Watching fireworks is an American family tradition, but what if the special needs of a child makes this classic stressful or even impossible? Here are some tips to help ease your child during firework celebrations:

Plan: Think of your child’s needs, the fireworks experience, and mesh the two.

  • Physical Needs Many kids with special needs are not comfortable outdoors. Bugs make them buggy, and heat makes them irritable. Can someone secure the viewing spot while others wait in the van? Likewise, a little longer in the AC can make the firework display tolerable. Snacks and drinks are important. A special treat to eat can entice a reluctant firework goer. Glue a picture of fireworks on the bag for a nonverbal child. Take needed equipment, medicines, cell phone, and emergency numbers. Although this celebration is short, things do happen.
  • Communication Needs Many children with special needs rely on the predictability of routine. They move to the next activity more easily if they understand what that is. Mark the date on the calendar. Talk about who will go and what you will see.
  • Social Needs Some kids do not tolerate large crowds or deal with loud noises. Fireworks can be seen from many locations. Choose the fireworks location carefully.

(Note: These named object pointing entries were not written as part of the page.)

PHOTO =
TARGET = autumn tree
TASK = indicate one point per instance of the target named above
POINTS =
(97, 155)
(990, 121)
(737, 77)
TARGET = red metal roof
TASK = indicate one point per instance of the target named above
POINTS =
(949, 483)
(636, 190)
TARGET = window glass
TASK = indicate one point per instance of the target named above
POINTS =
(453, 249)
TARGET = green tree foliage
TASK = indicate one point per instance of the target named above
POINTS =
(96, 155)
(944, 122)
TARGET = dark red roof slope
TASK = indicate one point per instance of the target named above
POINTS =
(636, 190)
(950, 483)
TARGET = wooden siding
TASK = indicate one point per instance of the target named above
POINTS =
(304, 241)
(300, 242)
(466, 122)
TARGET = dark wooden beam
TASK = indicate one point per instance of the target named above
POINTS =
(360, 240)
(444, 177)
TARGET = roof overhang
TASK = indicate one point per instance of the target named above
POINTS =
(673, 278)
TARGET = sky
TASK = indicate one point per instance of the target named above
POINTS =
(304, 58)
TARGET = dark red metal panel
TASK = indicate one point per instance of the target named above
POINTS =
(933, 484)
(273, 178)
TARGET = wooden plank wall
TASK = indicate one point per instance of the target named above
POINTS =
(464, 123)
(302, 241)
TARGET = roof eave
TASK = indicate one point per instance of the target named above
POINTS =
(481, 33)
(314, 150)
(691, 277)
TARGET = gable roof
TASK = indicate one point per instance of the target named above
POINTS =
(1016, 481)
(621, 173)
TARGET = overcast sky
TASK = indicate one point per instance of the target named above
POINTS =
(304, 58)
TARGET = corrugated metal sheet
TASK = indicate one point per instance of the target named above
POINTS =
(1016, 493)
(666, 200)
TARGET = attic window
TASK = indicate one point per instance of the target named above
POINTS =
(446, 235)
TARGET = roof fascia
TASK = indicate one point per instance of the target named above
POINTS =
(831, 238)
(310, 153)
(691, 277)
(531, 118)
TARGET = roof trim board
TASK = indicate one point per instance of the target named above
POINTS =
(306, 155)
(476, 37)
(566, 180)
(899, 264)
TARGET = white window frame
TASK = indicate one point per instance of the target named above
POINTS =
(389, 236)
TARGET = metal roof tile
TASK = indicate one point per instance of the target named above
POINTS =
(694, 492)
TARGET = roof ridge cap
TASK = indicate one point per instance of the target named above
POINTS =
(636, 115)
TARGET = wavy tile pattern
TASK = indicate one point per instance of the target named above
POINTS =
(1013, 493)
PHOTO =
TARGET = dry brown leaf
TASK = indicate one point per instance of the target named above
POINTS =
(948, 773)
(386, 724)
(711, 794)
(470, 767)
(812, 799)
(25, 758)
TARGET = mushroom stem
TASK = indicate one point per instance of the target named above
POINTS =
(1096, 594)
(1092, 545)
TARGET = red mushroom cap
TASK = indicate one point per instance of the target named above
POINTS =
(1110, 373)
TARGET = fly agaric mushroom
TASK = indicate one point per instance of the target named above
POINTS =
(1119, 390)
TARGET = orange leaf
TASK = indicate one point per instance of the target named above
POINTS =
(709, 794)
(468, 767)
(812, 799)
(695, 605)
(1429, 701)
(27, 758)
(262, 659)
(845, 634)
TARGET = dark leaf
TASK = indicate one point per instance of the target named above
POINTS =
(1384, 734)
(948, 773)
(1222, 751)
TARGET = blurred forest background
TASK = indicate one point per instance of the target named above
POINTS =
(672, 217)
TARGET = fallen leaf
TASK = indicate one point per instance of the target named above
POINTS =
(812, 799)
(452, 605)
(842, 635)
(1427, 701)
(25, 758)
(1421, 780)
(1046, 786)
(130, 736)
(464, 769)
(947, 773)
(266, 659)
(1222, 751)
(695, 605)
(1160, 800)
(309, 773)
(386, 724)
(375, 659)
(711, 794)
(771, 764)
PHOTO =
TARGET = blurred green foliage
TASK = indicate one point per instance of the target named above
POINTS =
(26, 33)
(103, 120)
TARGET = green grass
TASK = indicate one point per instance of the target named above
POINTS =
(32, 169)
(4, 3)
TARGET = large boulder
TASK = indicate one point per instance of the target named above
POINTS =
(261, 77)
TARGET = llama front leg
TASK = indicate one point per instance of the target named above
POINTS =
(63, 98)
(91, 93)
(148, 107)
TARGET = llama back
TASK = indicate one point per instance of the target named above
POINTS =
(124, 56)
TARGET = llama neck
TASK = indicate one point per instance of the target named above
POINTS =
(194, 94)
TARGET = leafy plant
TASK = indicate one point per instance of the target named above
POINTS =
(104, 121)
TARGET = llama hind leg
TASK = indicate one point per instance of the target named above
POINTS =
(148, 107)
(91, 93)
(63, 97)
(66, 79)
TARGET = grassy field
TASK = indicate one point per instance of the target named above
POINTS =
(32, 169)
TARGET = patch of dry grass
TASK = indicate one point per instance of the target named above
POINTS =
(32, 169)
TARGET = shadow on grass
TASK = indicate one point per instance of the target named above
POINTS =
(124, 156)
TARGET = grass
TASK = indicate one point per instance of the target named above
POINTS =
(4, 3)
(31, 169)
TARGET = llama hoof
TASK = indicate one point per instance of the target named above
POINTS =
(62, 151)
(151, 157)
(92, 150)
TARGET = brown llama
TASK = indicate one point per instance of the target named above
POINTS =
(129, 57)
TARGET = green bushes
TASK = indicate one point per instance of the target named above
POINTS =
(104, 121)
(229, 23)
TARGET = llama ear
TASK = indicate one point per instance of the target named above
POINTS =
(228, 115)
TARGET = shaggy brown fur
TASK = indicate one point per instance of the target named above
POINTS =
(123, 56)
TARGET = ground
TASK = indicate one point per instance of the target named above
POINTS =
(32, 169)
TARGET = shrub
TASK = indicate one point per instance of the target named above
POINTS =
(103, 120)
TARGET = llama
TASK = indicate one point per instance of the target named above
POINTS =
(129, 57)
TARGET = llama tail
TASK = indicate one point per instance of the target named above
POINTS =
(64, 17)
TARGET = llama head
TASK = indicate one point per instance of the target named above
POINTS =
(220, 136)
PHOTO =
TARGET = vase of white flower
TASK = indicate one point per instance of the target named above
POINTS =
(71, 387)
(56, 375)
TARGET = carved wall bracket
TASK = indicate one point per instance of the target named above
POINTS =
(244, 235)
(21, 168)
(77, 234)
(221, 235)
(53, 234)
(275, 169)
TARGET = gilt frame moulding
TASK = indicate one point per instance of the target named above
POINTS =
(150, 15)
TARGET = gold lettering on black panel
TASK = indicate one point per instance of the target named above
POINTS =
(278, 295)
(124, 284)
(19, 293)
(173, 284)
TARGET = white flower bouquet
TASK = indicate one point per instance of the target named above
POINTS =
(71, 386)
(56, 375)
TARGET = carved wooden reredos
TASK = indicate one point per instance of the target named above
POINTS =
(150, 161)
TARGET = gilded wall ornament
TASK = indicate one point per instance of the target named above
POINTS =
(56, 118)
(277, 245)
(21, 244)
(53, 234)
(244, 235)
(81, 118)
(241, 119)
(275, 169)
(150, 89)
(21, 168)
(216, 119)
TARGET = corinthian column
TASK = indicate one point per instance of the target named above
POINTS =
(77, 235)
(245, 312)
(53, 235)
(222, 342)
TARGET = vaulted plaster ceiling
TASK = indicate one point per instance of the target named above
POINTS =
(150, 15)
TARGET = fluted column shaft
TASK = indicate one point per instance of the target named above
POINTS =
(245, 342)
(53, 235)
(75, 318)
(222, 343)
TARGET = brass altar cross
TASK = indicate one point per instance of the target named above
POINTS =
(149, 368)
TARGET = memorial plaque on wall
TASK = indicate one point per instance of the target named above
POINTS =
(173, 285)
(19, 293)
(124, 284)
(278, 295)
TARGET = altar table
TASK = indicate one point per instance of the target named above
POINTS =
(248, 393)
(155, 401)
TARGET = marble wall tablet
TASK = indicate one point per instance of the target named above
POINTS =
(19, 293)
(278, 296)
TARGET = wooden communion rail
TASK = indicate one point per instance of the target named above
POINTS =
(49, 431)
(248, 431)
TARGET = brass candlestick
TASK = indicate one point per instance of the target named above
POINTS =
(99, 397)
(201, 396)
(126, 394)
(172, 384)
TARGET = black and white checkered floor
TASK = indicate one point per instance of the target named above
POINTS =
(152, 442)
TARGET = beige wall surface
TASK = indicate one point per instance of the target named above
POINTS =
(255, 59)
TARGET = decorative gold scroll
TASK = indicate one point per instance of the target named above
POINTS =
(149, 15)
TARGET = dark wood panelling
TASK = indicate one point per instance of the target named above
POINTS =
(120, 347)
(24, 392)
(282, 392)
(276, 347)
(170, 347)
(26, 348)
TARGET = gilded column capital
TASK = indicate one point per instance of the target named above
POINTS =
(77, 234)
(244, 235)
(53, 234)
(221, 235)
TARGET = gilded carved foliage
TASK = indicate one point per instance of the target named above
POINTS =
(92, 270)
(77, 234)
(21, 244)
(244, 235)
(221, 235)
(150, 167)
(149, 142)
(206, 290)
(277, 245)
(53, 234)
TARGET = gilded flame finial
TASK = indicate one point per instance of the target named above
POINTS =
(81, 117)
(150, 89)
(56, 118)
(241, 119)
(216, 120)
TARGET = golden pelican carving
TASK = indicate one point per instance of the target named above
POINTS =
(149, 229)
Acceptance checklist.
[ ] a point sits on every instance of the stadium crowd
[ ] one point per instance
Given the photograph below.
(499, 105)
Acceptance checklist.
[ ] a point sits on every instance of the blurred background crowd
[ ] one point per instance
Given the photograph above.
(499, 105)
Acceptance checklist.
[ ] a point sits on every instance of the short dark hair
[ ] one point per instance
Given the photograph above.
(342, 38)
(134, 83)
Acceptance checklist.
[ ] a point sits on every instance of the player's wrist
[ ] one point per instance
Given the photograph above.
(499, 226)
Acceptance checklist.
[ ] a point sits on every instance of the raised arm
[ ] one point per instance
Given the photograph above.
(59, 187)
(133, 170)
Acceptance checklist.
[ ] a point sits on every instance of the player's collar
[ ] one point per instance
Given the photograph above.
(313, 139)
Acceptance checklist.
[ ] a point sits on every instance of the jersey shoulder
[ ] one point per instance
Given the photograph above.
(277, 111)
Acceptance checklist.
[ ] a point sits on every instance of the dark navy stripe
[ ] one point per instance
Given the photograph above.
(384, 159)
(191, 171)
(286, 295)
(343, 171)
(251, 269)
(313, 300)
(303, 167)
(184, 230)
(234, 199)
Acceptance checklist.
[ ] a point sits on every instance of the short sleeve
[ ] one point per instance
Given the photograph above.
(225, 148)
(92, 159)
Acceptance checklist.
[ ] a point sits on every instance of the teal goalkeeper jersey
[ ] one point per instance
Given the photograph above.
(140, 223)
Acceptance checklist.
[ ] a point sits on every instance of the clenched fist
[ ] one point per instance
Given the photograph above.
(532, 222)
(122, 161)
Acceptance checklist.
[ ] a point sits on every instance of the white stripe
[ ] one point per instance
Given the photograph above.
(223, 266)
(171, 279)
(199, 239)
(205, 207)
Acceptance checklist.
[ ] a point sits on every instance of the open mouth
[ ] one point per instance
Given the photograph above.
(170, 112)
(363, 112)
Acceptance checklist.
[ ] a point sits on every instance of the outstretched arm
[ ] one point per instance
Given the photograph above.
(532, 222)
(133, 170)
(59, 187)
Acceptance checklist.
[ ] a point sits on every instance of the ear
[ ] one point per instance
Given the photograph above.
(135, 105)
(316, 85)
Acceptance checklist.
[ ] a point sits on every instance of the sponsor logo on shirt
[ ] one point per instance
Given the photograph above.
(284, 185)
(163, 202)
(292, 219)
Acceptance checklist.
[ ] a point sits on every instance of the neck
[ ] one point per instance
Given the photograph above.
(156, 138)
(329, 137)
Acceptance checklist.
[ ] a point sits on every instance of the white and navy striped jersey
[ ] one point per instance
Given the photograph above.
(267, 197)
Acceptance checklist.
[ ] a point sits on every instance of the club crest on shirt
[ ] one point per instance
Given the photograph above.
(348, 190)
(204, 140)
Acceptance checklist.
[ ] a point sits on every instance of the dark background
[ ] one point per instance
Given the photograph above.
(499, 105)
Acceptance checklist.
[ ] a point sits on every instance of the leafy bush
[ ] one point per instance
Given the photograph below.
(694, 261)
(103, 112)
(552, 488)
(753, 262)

Explain: Help your child understand what fireworks are.

  • Read books about the Fourth of July.
  • Look at pictures on the Internet.
  • Talk about the colors and the sounds. Which ones are your favorites?

Practice: Give your child a sense of what to expect.

Watch other fireworks displays ahead of time on TV. If sound is an issue, keep the volume relatively high on the TV set. The idea is for everyone to understand what they will experience at the real event.

Enjoy: Make it a meaningful celebration.

Consider the things that this holiday means to you. Your child may be able to understand the concept of a birthday. A patriotic birthday cake can help to get the concept across.

Enjoy the fireworks experience as it comes. You may be able to enjoy the evening in its entirety. However, each experience (however short) is a way of nurturing your child to grow to his or her fullest potential.

Reflect: Find ways to remember the experience.

Take lots of pictures. Put them in a child-friendly photo book. Label each page (or have your child do so.) Encourage him to show/read the book to everyone! Next year, the booklet will be preparation material for Fourth of July.

Children learn from their parents. Sometimes it is spontaneous. Other times, it comes in small steps. Teach your child the wonder of an American celebration.